Joint Relational Database Generation via Graph-Conditional Diffusion Models
Mohamed Amine Ketata, David Lüdke, Leo Schwinn, Stephan Günnemann
TL;DR
We address synthetic relational database generation by moving beyond autoregressive table-ordering and toward a joint, graph-based framework. The paper introduces Graph-Conditional Relational Diffusion Model (GRDM), which first samples a structure-preserving graph ${\mathcal{G}}=(\mathcal{V},\mathcal{E},\mathcal{X})$ to represent ${\mathcal{R}}$, and then jointly denoises node attributes with a diffusion model conditioned on a local $K$-hop neighborhood, modeling $p({\mathcal{G}}) = p({\mathcal{V}}, {\mathcal{E}}) p({\mathcal{X}}|{\mathcal{V}}, {\mathcal{E}})$. The method leverages a node-degree-preserving random graph generator and a heterogeneous MP-GNN to predict noise vectors, enabling parallel, scalable sampling and capturing long-range inter-table dependencies.
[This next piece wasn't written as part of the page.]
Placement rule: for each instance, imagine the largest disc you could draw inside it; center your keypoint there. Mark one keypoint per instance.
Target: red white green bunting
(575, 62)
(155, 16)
Experiments on six real-world RDBs demonstrate substantial improvements in multi-hop fidelity metrics over autoregressive baselines, while maintaining competitive single-table fidelity. This approach advances privacy-preserving data generation for relational data and paves the way for more scalable, flexible downstream analyses of synthetic RDBs.
Abstract
Building generative models for relational databases (RDBs) is important for applications like privacy-preserving data release and augmenting real datasets. However, most prior work either focuses on single-table generation or relies on autoregressive factorizations that impose a fixed table order and generate tables sequentially. This approach limits parallelism, restricts flexibility in downstream applications like missing value imputation, and compounds errors due to commonly made conditional independence assumptions. We propose a fundamentally different approach: jointly modeling all tables in an RDB without imposing any order. By using a natural graph representation of RDBs, we propose the Graph-Conditional Relational Diffusion Model (GRDM). GRDM leverages a graph neural network to jointly denoise row attributes and capture complex inter-table dependencies. Extensive experiments on six real-world RDBs demonstrate that our approach substantially outperforms autoregressive baselines in modeling multi-hop inter-table correlations and achieves state-of-the-art performance on single-table fidelity metrics.